- Episode no.: Season 2 Episode 15
- Directed by: Steven Sprung
- Written by: Karey Dornetto
- Production code: 213
- Original air date: February 10, 2011

Guest appearances
- Andy Dick as Tiny Man; John Oliver as Dr. Ian Duncan; Maite Schwartz as Mariah; Brit Marling as Page; Richard Erdman as Leonard; Dino Stamatopoulos as Star-Burns; Luke Youngblood as Magnitude; Cyrina Fiallo as Claire;

Episode chronology
| ← Previous "Advanced Dungeons & Dragons" | Next → "Intermediate Documentary Filmmaking" |
- Community season 2

= Early 21st Century Romanticism =

"Early 21st Century Romanticism" is the fifteenth episode of the second season of the American comedy television series Community and the fortieth episode of the series overall. It aired in the United States on NBC on February 10, 2011. The episode revolves around the study group's various Valentine's Day plans: Abed and Troy ask the same girl to the dance, Britta goes on a date with a lesbian, and Jeff is tricked into hosting a party.

== Plot ==
The study group is concerned over Pierce's (Chevy Chase) reckless pill usage, and Annie (Alison Brie) suggests they stage an intervention. However, Jeff (Joel McHale) disagrees, leading to a fight between Jeff and the study group. Taking advantage of the situation, Dr. Duncan (John Oliver) gets Jeff to blow off the Valentine's Day dance and let him watch the Liverpool F.C. game at Jeff's apartment. Overhearing their plans, Chang (Ken Jeong) shows up uninvited. Duncan lets him in, and Chang secretly invites more people, to Jeff's dismay. Jeff finds that Chang had an ulterior motive for starting a party at Jeff's house—to move in indefinitely. He is ready to kick Chang out, but Duncan encourages Jeff to open up and appreciate those around him. Jeff reluctantly agrees to let Chang stay for a while.

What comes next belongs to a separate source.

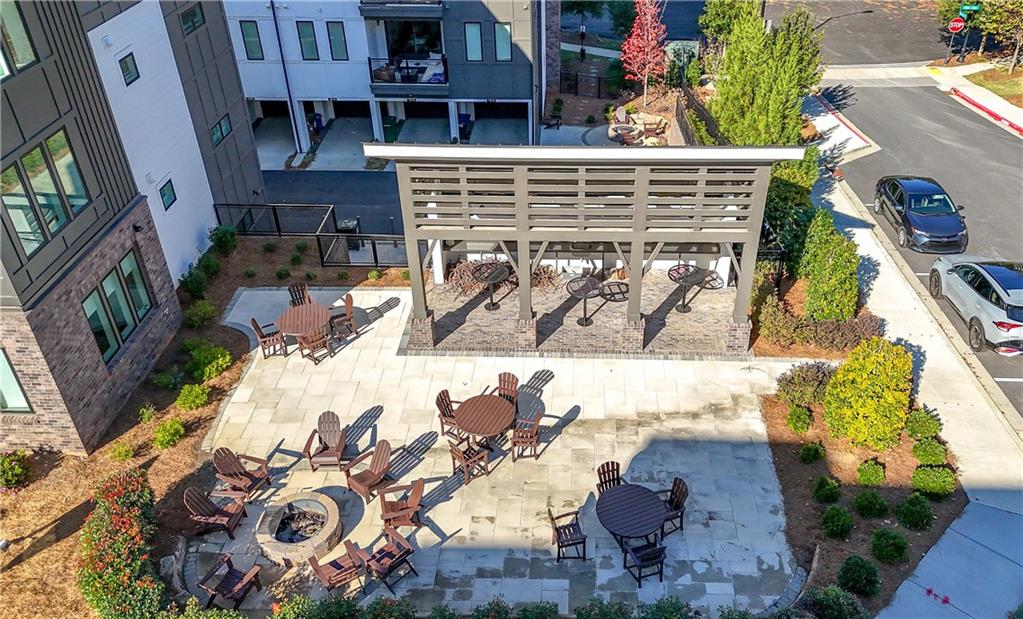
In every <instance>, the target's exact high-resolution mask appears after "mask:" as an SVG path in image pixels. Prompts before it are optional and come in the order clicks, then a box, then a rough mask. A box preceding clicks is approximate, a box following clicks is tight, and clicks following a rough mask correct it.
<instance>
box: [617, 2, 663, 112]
mask: <svg viewBox="0 0 1023 619" xmlns="http://www.w3.org/2000/svg"><path fill="white" fill-rule="evenodd" d="M634 4H635V8H636V18H635V20H634V21H633V23H632V32H631V33H629V38H628V39H626V40H625V43H623V44H622V65H623V67H624V68H625V77H627V78H628V79H630V80H635V81H637V82H639V81H641V82H642V104H643V106H644V107H646V105H647V85H648V83H649V82H650V80H651V79H652V78H660V77H662V76H664V72H665V70H666V69H667V62H666V61H665V54H664V38H665V36H666V34H667V31H666V30H665V28H664V24H661V10H662V9H663V7H664V0H635V2H634Z"/></svg>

Troy (Donald Glover) and Abed (Danny Pudi) both fall for a librarian named Mariah (Maite Schwartz). They ask her to choose one of them to escort her to the dance. Because she doesn't know either of them very well, she agrees to go to the dance with both of them and decide which one of them to date there. Once at the dance, Mariah is amicable with both of them but ultimately chooses Troy. When Troy asks her why she didn't choose Abed, he becomes upset at hearing her call Abed "weird." He breaks it off with Mariah and returns to make up with Abed.

Britta (Gillian Jacobs) is flaunting the fact that she is friends with Page (Brit Marling), a supposed lesbian, to prove she is open-minded about the topic. However, Annie hears from Page's friend (Cyrina Fiallo) that Page only likes Britta because she thinks Britta's a lesbian. Page and Britta both "don't care about people's preferences" so much that they never confront each other about it, resulting in an awkward kiss at the dance. When they realize that they are both straight girls who thought the other was a lesbian, they stop being friends.

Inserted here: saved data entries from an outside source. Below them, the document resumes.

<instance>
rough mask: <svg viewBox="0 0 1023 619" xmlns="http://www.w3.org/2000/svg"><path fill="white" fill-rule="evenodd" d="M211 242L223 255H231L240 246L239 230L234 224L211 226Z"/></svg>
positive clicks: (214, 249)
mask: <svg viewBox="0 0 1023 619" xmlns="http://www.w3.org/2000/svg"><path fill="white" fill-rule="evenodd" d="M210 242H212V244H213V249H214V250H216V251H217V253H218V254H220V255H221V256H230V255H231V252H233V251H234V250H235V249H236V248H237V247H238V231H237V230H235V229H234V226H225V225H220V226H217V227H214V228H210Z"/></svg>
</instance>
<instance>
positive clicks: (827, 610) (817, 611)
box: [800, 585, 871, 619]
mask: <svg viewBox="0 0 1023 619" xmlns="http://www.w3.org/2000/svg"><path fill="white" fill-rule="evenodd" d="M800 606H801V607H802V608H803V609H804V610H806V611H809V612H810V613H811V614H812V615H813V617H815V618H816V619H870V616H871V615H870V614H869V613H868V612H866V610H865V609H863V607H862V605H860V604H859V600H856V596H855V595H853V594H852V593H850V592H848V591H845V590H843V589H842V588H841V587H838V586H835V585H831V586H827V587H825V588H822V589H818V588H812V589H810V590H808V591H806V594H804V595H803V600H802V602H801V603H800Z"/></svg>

Jeff sends a text to the group, apologizing to them for his earlier argument and saying he loves them all. He also encourages Pierce to let others into his life. In the final shot, Pierce is passed out on a bench after overdosing on his medication.

== Reception ==
=== Ratings ===
In its original broadcast, "Early 21st Century Romanticism" was seen by approximately 3.81 million American viewers, achieving a 1.8 rating in the 18-49 demographic.

=== Reviews ===
The episode mostly received positive reviews from critics. Emily VanDerWerff of The A.V. Club gave it an A− grade, remarking that it felt more like an episode from the show's first season in that it mostly took place on campus and was fairly grounded. She found most of the plotlines amusing and appreciated the episode as a breather amid the season's more ambitious episodes. Joshua Kurp of Vulture appreciated its focus on relationships, particularly Troy and Abed's, and called it one of the show's "most emotionally affecting installments." Emma Matthews of Den of Geek also enjoyed Troy and Abed's story, adding that the show was able to be "sweet, funny and dark all at once". However, Alan Sepinwall of Uproxx was more ambivalent. He appreciated most of the storylines, but he also found Pierce's hallucinations from overdosing to be problematic and thought that element was weird in an otherwise low-key episode. Sean Gandert of Paste gave the episode a 7.8/10 rating, noting that while the episode was funny, the inclusion of four separate plots meant that each one was fairly small.